Apprenez des langues étrangères, saisissez les opportunités d’échanges internationaux et de stages à l’étranger pendant vos études. Que vous ayez ou non l’intention de vivre la majeure partie de votre vie à la Réunion, la mobilité internationale est un enrichissement personnel et professionnel.
Comme je le disais plus haut, la culture réunionnaise nous donne souvent l’ouverture d’esprit nécessaire pour s’adapter partout, à condition d’être prêt à saisir les opportunités en laissant ses complexes au vestiaire !

Que pensez-vous du site www.reunionnaisdumonde.com ?

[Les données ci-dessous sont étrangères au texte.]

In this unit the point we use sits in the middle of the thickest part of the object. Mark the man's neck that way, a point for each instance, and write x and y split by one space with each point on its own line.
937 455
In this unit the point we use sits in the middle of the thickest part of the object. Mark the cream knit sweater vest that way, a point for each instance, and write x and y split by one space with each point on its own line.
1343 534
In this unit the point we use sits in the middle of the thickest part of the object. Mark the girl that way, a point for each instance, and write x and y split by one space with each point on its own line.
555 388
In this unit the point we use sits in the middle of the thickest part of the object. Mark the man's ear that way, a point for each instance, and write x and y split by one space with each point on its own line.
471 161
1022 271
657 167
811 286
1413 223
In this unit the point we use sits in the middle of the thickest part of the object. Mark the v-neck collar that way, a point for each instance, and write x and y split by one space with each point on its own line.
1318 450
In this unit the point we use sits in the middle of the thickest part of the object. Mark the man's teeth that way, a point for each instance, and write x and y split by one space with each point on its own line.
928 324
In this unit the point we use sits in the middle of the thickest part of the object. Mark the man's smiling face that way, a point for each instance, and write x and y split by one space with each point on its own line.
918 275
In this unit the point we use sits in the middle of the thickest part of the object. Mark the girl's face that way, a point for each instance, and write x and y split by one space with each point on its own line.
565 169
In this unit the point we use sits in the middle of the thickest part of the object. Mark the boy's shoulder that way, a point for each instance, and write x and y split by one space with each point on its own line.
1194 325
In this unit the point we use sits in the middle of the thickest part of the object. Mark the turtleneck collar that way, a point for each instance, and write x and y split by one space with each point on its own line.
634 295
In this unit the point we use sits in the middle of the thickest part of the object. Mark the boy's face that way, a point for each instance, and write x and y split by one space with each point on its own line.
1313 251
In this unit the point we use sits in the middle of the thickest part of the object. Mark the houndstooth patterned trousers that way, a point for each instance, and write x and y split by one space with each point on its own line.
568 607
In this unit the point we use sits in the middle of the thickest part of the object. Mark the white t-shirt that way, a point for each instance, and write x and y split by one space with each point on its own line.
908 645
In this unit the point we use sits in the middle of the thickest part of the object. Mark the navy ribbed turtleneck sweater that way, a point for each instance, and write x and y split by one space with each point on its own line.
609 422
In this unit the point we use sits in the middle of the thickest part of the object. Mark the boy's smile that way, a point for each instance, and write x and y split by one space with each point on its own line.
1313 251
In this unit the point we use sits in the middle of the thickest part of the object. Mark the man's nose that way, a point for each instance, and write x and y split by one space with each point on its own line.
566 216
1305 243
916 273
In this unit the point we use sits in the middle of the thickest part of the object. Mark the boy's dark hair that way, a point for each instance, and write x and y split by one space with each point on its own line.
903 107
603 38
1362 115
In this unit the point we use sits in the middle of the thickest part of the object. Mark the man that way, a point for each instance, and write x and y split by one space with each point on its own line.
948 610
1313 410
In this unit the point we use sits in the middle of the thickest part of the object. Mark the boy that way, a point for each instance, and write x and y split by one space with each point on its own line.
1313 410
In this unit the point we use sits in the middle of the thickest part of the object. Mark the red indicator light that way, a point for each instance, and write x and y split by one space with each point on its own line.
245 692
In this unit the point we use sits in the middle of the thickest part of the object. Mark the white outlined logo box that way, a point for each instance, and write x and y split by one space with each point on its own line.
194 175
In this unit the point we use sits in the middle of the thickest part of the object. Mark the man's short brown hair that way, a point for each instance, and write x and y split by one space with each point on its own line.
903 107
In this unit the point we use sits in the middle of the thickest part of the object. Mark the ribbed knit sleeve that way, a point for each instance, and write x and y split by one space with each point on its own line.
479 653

C’est une excellente initiative ! Les Réunionnais n’ont pas le réflexe de se regrouper systématiquement en associations comme par exemple les Antillais. Ce format de réseau social correspond probablement mieux à la façon plus informelle qu’ont les Réunionnais de rester en contact ou de trouver de nouveaux contacts.

Lire aussi :

- Législatives 2012 : une candidate réunionnaise au siège de Député d’Amérique du Nord
- Corinne Narassiguin, spécialiste de la gestion du risque technologique New-York
- Voir le profil de Corinne Narassiguin


Corinne Narassiguin est membre du Parti socialiste depuis 2000, secrétaire de la section de New York de 2003 à 2010, membre du Conseil Fédéral depuis 2005 et membre du Bureau Fédéral de 2005 à 2008 (en charge des questions internationales). Elle est membre du bureau de l’association Français du Monde - ADFE à New York.